Now, over 500 people message news to them on a regular basis. Journalists use the portal to publicize news that would otherwise be censored. The Twitter statistics are enough to demonstrate the concept’s success: a year ago, the start-up´s news was shared two million times a month on twitter. Now, 140journos has reached a monthly rate of around 50 million Twitter impressions.

“This is our form of activism in response to the censored mainstream media in Turkey”

Four and a half years ago, 34 civilians were killed in a military air raid, when, according to official statements, they had been mistaken for followers of the PKK. Engin couldn´t believe it – the next day, social media was flooded with the news, but it wasn´t mentioned once on television. “We thought: If the TV and newspapers don´t report what interests us, we’ll just have to do it ourselves”.

So, together with two fellow students, Engin created 140journos - to collect and verify information via social media, and to publish it as news. “This is our form of activism in response to the censored mainstream media in Turkey”. Jürgen Gottschlich, foreign correspondent for the German newspaper “taz“ in Turkey, attests to the lack of critical journalism in the country: “by now, the state controls about 90 percent of the media either directly or indirectly”.

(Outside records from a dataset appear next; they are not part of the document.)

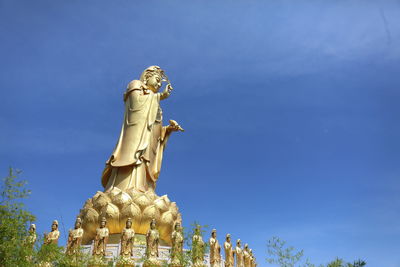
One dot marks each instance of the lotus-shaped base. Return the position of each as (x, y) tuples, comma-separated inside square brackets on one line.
[(119, 205)]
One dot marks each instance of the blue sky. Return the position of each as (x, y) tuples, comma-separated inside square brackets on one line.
[(290, 109)]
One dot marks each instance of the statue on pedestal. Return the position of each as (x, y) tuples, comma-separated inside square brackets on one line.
[(246, 256), (101, 239), (177, 246), (131, 172), (215, 250), (137, 157), (229, 253), (252, 258), (127, 240), (239, 254), (31, 238), (52, 237), (152, 242), (198, 248), (75, 238)]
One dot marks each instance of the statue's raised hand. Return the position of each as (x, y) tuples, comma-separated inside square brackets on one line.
[(174, 126)]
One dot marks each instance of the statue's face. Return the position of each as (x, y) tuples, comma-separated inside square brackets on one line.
[(154, 83)]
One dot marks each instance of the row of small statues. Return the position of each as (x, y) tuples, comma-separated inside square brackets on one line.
[(244, 257)]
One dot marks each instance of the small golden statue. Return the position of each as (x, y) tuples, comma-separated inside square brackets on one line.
[(127, 239), (239, 254), (252, 259), (152, 242), (75, 238), (101, 239), (31, 238), (215, 250), (198, 248), (229, 253), (52, 237), (246, 256), (177, 246)]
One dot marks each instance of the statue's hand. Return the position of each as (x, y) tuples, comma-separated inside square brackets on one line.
[(174, 126)]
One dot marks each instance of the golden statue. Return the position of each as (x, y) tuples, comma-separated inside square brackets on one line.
[(252, 259), (101, 239), (131, 172), (137, 157), (31, 238), (215, 250), (177, 246), (239, 254), (75, 238), (127, 239), (229, 253), (246, 256), (198, 248), (52, 237), (152, 242)]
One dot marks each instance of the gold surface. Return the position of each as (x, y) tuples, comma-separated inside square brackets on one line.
[(215, 250), (229, 253), (75, 238), (130, 175), (239, 254)]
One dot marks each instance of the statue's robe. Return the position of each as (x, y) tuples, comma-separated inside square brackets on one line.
[(137, 157)]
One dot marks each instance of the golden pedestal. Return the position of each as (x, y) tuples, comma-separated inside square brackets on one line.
[(119, 205)]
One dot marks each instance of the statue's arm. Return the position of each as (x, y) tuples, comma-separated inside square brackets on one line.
[(166, 93)]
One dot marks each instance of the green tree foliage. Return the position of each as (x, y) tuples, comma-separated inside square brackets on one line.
[(14, 219), (279, 253)]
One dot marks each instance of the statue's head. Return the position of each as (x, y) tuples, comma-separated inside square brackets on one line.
[(128, 224), (54, 225), (152, 77), (103, 222), (153, 224), (239, 243), (32, 228), (214, 233), (78, 223), (228, 238), (197, 230)]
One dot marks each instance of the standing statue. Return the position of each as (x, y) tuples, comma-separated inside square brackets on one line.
[(229, 253), (137, 157), (252, 258), (31, 238), (246, 256), (152, 242), (101, 239), (75, 238), (215, 250), (177, 246), (198, 248), (239, 254), (127, 239), (52, 237)]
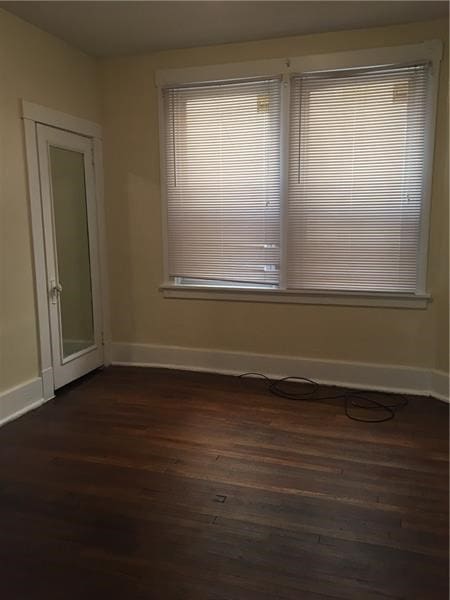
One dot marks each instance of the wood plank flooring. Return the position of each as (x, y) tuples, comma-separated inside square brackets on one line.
[(151, 484)]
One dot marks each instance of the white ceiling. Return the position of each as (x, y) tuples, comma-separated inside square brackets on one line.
[(115, 28)]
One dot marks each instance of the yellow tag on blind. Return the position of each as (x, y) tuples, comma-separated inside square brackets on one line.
[(262, 104)]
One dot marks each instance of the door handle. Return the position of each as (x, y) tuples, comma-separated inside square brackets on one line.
[(55, 290)]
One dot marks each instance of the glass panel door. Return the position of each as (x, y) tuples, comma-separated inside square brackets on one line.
[(72, 250), (71, 246)]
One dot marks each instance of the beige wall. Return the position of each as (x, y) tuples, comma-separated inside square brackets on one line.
[(39, 68), (140, 313)]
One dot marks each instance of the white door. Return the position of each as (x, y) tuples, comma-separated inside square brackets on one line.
[(71, 249)]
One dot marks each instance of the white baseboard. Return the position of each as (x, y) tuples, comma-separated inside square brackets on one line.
[(18, 400), (397, 378), (439, 385)]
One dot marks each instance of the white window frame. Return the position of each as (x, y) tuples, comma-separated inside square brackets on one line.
[(430, 51)]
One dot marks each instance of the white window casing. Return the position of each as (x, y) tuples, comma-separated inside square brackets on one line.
[(303, 180)]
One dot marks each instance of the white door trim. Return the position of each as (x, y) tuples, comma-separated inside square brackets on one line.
[(32, 115)]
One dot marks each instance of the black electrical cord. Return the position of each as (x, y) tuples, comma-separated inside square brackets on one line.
[(369, 401)]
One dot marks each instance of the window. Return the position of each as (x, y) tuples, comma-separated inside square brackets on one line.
[(223, 183), (300, 182), (356, 179)]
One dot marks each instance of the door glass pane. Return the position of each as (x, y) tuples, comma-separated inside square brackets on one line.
[(72, 248)]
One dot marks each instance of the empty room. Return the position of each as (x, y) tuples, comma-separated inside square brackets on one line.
[(224, 300)]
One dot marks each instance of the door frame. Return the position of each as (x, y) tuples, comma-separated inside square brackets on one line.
[(32, 115)]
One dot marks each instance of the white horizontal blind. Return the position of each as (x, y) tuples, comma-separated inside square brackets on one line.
[(356, 174), (222, 144)]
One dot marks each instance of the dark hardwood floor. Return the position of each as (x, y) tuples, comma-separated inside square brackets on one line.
[(138, 483)]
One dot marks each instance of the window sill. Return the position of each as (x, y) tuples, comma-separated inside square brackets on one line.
[(382, 299)]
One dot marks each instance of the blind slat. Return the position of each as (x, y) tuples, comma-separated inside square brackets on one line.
[(223, 181), (356, 171)]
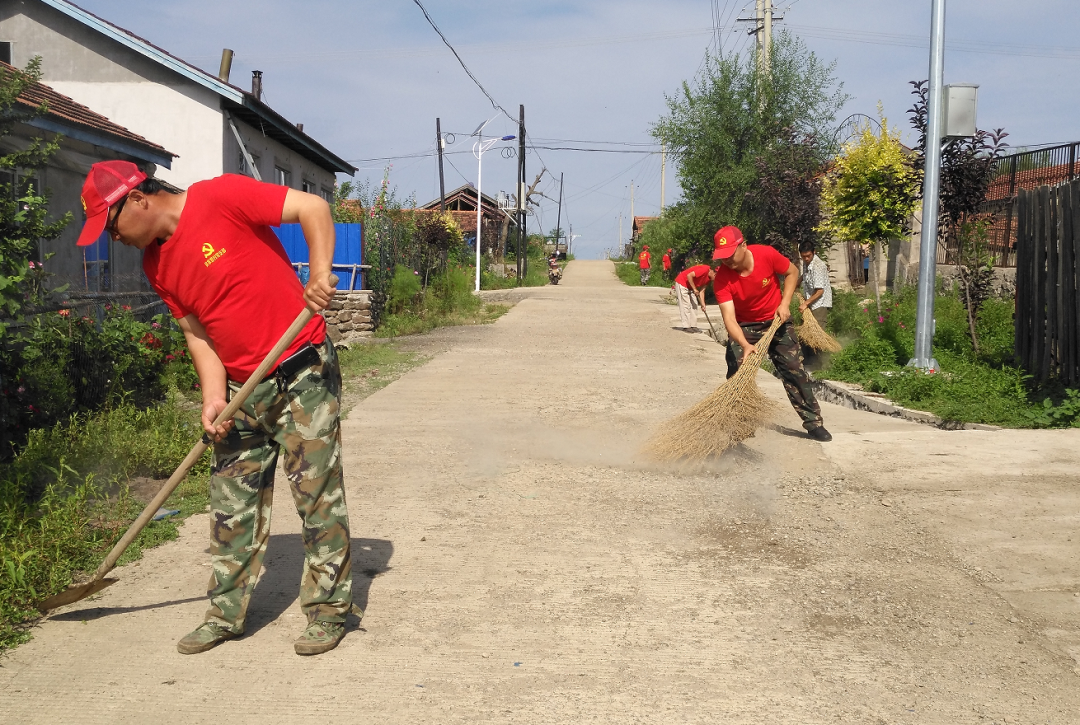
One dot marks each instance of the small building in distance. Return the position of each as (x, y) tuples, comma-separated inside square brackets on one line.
[(86, 137)]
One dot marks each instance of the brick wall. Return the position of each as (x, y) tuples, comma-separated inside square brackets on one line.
[(349, 316)]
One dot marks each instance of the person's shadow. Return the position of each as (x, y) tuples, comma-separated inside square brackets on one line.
[(283, 566)]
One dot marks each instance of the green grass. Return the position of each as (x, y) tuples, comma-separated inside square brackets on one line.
[(64, 500), (448, 300), (631, 273), (984, 387)]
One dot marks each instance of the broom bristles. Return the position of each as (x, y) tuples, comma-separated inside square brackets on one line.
[(812, 335), (727, 416)]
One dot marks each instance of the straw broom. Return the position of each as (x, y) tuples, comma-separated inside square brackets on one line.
[(812, 335), (727, 416)]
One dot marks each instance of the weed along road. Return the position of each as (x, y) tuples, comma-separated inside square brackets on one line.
[(520, 563)]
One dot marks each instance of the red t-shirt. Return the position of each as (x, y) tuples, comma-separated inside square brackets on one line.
[(700, 277), (226, 266), (757, 295)]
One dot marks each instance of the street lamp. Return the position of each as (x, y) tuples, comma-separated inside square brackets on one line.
[(478, 149)]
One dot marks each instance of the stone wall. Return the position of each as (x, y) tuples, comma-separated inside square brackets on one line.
[(349, 316)]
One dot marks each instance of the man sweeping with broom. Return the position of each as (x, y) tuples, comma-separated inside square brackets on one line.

In the first few months the team rarely received any information, but that changed with the Gezi protests in the spring of 2013. “Everyone turned into ‘citizen journalists‘ over night“. Today, the staff at 140journos spend the majority of their time verifying tip-offs. “With time, we have built up relationships with our collaborators. Experience tells us whom we can and can´t trust – no technology can manage that yet”.

“Everybody wants to know what is really happening in this country”. Until a year ago, 140journos stood out by reporting on subjects that nobody else would touch, such as beauty competitions for transsexuals or the destruction of the Armenian cultural heritage. Now, 140journos has set itself the higher goal of becoming the most reliable news source in the country. The target audience is not just the modern, urbanised middle class – the goal is to reach everyone. According to Engin, the platform is used by both conservative Muslims and those from the radical left wing. Because: “Everybody wants to know what is really happening in this country”.

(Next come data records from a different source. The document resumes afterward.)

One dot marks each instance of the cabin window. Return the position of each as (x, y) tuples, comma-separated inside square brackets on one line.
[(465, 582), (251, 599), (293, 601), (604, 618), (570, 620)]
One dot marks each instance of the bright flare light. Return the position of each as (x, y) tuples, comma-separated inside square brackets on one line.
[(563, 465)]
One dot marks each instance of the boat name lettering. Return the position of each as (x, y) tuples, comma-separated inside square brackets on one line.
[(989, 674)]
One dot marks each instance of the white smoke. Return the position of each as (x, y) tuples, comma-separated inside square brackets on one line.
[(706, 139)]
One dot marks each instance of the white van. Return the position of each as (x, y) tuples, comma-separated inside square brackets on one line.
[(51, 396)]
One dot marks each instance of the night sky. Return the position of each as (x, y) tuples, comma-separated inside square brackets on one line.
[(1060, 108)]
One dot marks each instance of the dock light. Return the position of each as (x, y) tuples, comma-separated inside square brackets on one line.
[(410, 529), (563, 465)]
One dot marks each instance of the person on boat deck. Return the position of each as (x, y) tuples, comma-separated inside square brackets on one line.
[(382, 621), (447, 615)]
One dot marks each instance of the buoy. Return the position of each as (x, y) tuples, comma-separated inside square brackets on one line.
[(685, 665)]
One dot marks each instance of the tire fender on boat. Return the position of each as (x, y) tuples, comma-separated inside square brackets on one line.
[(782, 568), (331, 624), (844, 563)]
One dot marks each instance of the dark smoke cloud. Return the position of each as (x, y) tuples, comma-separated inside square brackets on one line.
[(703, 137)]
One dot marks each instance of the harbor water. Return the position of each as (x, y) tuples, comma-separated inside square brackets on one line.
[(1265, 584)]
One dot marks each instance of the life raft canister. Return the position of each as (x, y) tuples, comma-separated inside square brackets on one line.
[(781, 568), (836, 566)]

By using neutral language, the platform avoids being put in any political boxes. Engin supposes this to be the reason they have not encountered any problems with the authorities. As long as the government doesn´t block twitter, 140journos can continue to work unimpeded. They want to allow their readers to create their own opinions, to prevent the further polarisation of an already divided society.

Tinder – a news App?

“We are the voice of Generation Y”, says Engin. The readers of 140journos have grown up with social media. If you want to reach them, you have to meet them where they are: on Facebook, Twitter, Snapchat. That means Infographics and Emojis instead of long articles, interviews recorded on WhatsApp and uploaded on SoundCloud.

Longer stories are publicized on the social journalism website. For a year, the group even experimented with Tinder, making current news the central topic of conversation in chats. Their Tinder-Matches had no idea that they were chatting to the editors of 140journos. During protests against a presidential visit to the university, for instance, they would message their matches: “Sorry I can´t meet up today, there are demonstrations at uni against the president´s visit. I can´t get out just now”.

140journos tries everything that is hip and happening. Initially nobody thought news could be sent over WhatsApp: now, the broadcast has 10,000 subscriptions. “We are the research department for future journalism in Turkey”, says Engin.


The biggest difficulty for 140journos is not the political sitution in Turkey, but financial sustainability. For their readers it goes without saying that news on the internet is free. Currently the project isn´t self-financed – its funding comes from the “Insitute for Creative Minds”, a marketing agency co-founded by Engin Önder. The team is currently experimenting with a variety of long-term financial models. “Native Advertising” is one of their main tools. This disguised form of advertising has been widely criticised in Germany for blurring the lines between advertisement and journalism. By now, Native Advertising is not only used in online media, such as Buzzfeed or the Huffington Post, but also in traditional newspapers, such as the Washington Post. 140journos´ independence is central to their credibility and success, so their financial model is a critical topic ­– and we are on the edges of our seats to see what they do next.